Useless Breast Cancer Therapy Puts Your Health at Risk

Facing breast cancer can be enough of a battle. But this useless therapy may be wasting more than time and money. It could be putting your health at greater risk.

You know the dangers of mainstream breast cancer treatments. And the evidence just keeps piling up…

A 2004 study found radiation therapy to be useless. About 77% of women over 70 received it for early-stage breast cancer. Yet it didn’t improve survival rates. It didn’t even lower 5-year recurrence rates. This means it did nothing to prevent the cancer from coming back.1

Over a decade later, a new study reveals not much is different.

This time researchers looked at 40,583 women over 70. They all had a lumpectomy to remove a breast tumor between 2000 and 2009.

For the first part of their study, they looked at data from 2000 to 2004. This is before the original study on radiation therapy was published. They found 69% of women with breast cancer received some form of it during these years.

For the second part of the study, they examined the numbers from 2005 to 2009. And despite the results of the original study, 62% of women still got radiation therapy for breast cancer during these years.2 Even though research showed it to have no benefit.

Radiation therapy isn’t just unnecessary. It’s also extremely expensive. But of course the real problem is how dangerous it is.

The American Cancer Society itself admits this therapy puts your health at risk. The effects go beyond skin irritation and dryness. It damages the healthy cells in the surrounding area of the cancer. This may harm your skin. It may also put your heart and lungs in danger. Radiation therapy also puts you at risk for developing a secondary cancer.3

These are just the immediate side effects.

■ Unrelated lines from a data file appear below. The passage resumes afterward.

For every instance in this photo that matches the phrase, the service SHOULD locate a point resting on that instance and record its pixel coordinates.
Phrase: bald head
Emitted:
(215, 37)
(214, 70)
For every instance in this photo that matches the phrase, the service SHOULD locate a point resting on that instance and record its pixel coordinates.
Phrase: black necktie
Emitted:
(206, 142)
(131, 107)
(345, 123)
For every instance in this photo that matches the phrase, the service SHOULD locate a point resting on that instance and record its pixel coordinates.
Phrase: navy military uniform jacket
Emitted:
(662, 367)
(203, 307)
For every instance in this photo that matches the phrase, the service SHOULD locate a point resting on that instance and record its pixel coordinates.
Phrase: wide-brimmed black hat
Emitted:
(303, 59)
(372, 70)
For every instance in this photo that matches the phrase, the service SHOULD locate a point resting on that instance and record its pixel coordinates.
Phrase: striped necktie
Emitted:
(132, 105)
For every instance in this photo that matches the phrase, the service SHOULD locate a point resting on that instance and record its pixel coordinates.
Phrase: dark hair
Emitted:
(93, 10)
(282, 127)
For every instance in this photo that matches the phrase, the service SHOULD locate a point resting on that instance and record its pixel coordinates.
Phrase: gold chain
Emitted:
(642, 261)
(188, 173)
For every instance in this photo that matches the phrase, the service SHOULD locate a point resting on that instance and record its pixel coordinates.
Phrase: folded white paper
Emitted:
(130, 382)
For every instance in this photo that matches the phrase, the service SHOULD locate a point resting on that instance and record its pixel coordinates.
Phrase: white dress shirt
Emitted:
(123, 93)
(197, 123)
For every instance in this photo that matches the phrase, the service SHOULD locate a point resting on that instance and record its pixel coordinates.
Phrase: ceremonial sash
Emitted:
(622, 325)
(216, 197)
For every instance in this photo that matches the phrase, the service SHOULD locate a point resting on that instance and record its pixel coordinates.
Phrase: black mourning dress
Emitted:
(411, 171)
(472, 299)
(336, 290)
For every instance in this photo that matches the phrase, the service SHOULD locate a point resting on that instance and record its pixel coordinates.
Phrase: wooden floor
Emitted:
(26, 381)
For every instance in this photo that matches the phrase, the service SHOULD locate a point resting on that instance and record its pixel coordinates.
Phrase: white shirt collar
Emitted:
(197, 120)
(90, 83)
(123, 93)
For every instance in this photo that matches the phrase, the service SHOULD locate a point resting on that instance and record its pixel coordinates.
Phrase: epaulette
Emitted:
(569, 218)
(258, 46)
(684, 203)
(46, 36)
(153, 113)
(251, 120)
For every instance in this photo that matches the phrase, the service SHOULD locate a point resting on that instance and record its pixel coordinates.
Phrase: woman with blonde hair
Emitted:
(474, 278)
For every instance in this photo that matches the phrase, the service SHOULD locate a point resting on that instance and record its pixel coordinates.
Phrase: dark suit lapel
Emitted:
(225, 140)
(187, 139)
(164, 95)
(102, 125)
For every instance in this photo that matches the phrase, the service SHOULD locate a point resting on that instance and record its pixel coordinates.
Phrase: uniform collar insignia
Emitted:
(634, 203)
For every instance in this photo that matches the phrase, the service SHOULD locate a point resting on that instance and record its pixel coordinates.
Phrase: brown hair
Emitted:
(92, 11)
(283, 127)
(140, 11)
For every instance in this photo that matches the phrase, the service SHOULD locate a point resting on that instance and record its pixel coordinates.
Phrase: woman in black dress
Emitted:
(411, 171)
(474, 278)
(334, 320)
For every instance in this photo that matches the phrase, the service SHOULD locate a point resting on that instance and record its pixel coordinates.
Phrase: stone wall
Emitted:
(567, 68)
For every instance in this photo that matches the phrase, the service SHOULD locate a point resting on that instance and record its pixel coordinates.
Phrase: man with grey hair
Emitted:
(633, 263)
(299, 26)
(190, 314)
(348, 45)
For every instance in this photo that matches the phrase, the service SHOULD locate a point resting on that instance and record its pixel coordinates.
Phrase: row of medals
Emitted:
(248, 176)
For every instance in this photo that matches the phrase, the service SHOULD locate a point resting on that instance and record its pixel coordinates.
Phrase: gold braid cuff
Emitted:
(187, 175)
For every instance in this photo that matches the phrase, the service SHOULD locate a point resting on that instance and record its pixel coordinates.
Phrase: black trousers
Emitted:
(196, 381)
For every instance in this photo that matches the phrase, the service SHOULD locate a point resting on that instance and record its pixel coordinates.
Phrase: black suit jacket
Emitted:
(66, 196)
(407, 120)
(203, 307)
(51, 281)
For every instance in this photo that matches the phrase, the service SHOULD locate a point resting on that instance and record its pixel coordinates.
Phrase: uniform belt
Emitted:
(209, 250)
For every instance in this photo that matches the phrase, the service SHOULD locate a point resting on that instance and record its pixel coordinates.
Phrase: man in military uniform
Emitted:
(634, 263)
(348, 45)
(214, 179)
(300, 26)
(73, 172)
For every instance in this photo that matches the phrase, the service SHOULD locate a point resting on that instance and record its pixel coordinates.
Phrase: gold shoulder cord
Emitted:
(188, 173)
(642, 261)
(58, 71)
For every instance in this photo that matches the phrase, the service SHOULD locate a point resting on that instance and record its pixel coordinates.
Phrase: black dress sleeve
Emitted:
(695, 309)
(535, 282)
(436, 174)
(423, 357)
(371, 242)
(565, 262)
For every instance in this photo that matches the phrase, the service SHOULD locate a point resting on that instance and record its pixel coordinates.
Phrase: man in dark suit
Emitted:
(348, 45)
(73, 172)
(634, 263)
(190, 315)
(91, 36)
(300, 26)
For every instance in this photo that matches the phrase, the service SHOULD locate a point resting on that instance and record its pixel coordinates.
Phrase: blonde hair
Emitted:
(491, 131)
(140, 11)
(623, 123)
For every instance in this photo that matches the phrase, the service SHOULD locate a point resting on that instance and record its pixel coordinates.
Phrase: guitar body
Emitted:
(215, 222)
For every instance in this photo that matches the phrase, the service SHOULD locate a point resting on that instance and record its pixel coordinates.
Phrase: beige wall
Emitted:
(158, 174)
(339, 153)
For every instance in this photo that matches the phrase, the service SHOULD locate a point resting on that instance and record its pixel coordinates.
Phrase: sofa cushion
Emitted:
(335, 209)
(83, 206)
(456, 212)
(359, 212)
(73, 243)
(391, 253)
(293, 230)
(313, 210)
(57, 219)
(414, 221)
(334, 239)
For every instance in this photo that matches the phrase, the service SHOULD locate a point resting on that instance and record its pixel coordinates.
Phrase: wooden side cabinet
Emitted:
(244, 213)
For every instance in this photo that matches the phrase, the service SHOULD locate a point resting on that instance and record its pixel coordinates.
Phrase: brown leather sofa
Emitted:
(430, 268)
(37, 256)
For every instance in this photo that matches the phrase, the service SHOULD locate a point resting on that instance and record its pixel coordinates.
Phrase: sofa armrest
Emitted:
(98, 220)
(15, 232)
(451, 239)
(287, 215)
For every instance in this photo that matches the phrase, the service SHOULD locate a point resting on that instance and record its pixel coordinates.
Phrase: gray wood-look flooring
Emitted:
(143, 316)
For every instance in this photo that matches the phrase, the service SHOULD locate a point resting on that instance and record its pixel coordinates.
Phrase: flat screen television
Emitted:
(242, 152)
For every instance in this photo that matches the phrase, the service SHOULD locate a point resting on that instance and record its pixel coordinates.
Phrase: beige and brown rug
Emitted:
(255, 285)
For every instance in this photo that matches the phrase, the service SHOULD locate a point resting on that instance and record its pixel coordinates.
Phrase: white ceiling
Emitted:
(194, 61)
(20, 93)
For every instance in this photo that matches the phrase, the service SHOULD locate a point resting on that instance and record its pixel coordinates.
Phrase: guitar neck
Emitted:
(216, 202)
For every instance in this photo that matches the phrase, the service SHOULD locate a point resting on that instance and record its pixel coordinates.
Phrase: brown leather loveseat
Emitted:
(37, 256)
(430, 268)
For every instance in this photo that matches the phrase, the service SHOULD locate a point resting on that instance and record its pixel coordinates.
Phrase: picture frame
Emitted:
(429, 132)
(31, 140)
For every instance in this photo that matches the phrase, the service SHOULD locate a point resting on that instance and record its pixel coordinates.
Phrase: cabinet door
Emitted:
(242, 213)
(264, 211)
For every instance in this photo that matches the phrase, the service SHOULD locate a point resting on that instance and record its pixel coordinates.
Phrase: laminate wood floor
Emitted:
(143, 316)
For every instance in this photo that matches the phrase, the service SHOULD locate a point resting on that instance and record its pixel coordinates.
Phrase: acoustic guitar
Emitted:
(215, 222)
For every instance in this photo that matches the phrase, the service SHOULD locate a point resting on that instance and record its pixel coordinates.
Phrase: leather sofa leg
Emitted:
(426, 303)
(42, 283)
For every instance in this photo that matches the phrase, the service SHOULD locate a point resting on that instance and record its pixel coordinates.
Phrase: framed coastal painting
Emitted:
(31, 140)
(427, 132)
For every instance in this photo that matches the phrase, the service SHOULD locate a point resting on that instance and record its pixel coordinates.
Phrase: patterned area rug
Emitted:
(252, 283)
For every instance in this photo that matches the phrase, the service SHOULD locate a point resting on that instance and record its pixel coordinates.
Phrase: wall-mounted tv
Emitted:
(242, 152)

There are also late side effects. These develop months or years after your therapy. Some include cataracts, heart disease, infertility, lung problems, memory loss, and thyroid disorders. One of the other main late side effects is osteoporosis. This is something most women in the study may have already been at risk for…4 This therapy may have only added to their problems.

And this is what your doctor might call a “solution.”

Breast cancer is on the rise. All the pink ribbons in the world won’t help you or a loved one prevent it. But there are natural ways to help avoid it.

The first step is to get more vitamin D3 in your diet. It may lower your breast cancer risk by over 50%.5 You can get it from wild-caught salmon. Studies show two portions of it a week can help reduce your risk by 14%. Organic mushrooms are another good source. You can also try adding more lycopene from foods like tomato. But there are other ways to help prevent—even beat—cancer.

During our research, we came across several success stories from one natural treatment.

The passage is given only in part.